Однако Конан понимал несколько вендийских диалектов, и, как только раб прошептал что-то нехорошее в адрес афгула, киммериец сделал ему замечание. И еще он прибавил, что если хирург не станет держать язык за зубами, то лишится и того и другого или ему просто зашьют губы. Немые всегда считались лучшими рабами, ведь немота улучшает манеры…
Раб тут же выказал смирение, пообещав хорошо вести себя в будущем.
Вендиец действовал не только быстро, но ловко. Он закончил накладывать свежие повязки на истерзанные ребра Фарада, когда у входа в палатку раздались чьи-то шаги. В палатку быстро вошел капитан Хезаль.
Ни его внезапное появление, ни выражение лица не сулили ничего хорошего. Одного взгляда капитана оказалось достаточно, чтобы раб-вендиец поспешно исчез, словно в штанах у него свили гнездо скорпионы. Хезаль остановился, внимательно глядя на Конана.
Киммериец даже не пытался догадаться, какие именно плохие новости принес капитан. Похоже, план Хезаля грозил рухнуть в полудюжине мест, прежде чем они увидят первые пики Кезанкийских гор. Северянин не очень хорошо знал туранские интриги или враждующих кочевников, чтобы понять, что происходит.

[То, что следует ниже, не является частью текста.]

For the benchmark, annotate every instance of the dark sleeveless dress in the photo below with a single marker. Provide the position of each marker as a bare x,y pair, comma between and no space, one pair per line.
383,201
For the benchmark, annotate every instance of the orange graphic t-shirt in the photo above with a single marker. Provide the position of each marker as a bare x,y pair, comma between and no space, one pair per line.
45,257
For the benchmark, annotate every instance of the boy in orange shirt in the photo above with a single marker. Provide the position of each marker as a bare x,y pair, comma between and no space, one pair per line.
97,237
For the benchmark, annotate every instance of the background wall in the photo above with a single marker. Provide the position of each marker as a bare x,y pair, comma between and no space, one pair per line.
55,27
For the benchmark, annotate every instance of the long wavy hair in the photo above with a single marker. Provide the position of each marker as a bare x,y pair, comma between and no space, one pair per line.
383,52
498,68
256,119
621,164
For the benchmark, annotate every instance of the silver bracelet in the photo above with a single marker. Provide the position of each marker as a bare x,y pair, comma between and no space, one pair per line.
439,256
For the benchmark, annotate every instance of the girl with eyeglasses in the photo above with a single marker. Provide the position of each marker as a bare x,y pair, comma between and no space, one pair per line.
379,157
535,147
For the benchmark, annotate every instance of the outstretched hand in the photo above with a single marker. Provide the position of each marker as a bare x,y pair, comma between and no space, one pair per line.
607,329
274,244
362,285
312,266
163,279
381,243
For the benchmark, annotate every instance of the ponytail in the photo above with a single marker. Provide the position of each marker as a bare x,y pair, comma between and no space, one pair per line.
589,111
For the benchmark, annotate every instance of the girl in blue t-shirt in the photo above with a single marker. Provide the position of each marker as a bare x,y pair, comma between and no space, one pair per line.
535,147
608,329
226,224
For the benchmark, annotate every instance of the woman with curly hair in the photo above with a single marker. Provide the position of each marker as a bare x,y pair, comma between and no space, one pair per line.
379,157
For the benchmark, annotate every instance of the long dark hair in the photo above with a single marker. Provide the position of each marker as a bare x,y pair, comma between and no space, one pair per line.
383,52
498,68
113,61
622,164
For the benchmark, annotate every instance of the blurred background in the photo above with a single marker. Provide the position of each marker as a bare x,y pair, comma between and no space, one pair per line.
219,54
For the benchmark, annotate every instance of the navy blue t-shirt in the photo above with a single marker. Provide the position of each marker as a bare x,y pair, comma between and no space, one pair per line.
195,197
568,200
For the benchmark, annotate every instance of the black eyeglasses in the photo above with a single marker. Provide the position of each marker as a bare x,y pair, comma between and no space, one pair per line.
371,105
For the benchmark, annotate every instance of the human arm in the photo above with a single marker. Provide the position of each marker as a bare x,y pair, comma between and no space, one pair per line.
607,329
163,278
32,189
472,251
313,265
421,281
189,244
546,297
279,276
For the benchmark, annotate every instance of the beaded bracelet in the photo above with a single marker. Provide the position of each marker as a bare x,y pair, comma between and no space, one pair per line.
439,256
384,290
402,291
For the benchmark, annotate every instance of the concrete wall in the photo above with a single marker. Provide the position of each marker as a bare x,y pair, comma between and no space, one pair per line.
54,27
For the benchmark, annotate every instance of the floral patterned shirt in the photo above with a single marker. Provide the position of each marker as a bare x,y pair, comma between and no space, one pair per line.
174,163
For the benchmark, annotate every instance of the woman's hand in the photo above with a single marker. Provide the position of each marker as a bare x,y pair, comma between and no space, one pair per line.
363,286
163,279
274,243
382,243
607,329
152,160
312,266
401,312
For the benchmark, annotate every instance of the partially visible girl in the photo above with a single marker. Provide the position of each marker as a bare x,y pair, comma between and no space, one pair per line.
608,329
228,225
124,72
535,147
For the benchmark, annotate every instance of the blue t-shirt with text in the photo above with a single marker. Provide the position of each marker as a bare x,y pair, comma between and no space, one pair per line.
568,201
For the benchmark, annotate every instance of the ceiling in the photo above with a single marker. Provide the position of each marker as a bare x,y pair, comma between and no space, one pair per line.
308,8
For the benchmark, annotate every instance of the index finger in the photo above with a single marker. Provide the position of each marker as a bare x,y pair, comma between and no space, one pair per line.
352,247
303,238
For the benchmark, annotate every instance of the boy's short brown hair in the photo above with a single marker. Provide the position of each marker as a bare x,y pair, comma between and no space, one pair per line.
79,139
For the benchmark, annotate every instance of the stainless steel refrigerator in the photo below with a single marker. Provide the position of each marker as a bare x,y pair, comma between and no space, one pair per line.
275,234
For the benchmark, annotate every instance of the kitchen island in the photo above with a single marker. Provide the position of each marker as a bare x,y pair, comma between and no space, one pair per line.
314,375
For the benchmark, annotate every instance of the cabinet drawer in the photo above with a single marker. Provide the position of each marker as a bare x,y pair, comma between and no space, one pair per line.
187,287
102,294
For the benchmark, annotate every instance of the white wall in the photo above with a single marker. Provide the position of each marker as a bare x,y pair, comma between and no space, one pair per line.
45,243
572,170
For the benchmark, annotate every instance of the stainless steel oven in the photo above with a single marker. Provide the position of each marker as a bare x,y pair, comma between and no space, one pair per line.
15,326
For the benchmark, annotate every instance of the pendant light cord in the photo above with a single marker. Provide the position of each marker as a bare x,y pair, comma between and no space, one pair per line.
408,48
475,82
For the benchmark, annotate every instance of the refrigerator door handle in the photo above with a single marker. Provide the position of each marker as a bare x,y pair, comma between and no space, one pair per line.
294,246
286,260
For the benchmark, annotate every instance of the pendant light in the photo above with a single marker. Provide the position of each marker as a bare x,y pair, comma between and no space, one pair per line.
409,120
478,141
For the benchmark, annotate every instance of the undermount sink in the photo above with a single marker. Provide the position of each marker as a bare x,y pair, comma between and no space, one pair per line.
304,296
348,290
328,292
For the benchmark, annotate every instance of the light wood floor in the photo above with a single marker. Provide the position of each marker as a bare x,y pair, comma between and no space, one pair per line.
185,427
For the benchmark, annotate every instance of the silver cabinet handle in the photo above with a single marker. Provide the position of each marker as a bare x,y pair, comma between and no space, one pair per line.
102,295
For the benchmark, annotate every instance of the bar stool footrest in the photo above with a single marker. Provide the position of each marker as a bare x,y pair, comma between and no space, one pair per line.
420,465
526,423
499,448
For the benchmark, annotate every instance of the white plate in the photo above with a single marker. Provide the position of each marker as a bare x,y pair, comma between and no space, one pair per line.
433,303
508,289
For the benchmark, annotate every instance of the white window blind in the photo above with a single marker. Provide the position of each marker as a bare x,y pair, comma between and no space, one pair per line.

В конце концов, Конан решил, что может положиться на то, что Хезаль скажет ему все, что сможет рассказать нейуранцу.
- Мы обнаружили остальных твоих афгулов, - сказал Хезаль.
- Разумеется, - встрял Фарад.
Конан понадеялся, что Хезаль не расслышал ироничные нотки в голосе афгула.
- Или, скорее, они обнаружили тех, кто искал их, - продолжал Хезаль. - Афгулы устроили засаду еще более хитрую, чем я мог бы ожидать от таких искусных воинов.
- Лесть всегда приятна, - сказал Конан. - Но разборки с горцами отнимут много времени, которого и так мало, если верить твоим рассказам.
- Прости меня, Конан, я забыл, что ты никогда не был придворным.
- Тогда говори по делу, мой друг. А то я тоже стану придворным, иначе как я смогу слушать твою лесть.
Хезаль глубоко вздохнул:
- Бежавшие афгулы устроили засаду. Они заставили спешиться отряд Зеленых плащей, захватили в плен несколько моих воинов и держат их как заложников в пещере. Они угрожают изуродовать их и кастрировать, если Конана и остальных афгулов, оказавшихся в руках туранцев, не отпустят.
Фарад, как и боялся Конан, встретил эти слова хохотом, который был слышен по всему лагерю. Лицо Хезаля покраснело от ярости, и он поднял глаза, уставившись в потолок палатки, словно желая, чтобы небо обрушилось на афгулов, или на него самого, или на всех разом, чтобы спасти его от стыда.
Наконец и Фарад, и Хезаль взяли себя в руки, и в Наступившей тишине заговорил Конан:
- Раз так, мы должны поехать и показать, что мы живы и свободны, прежде чем афгулы сделают что-то с твоими людьми.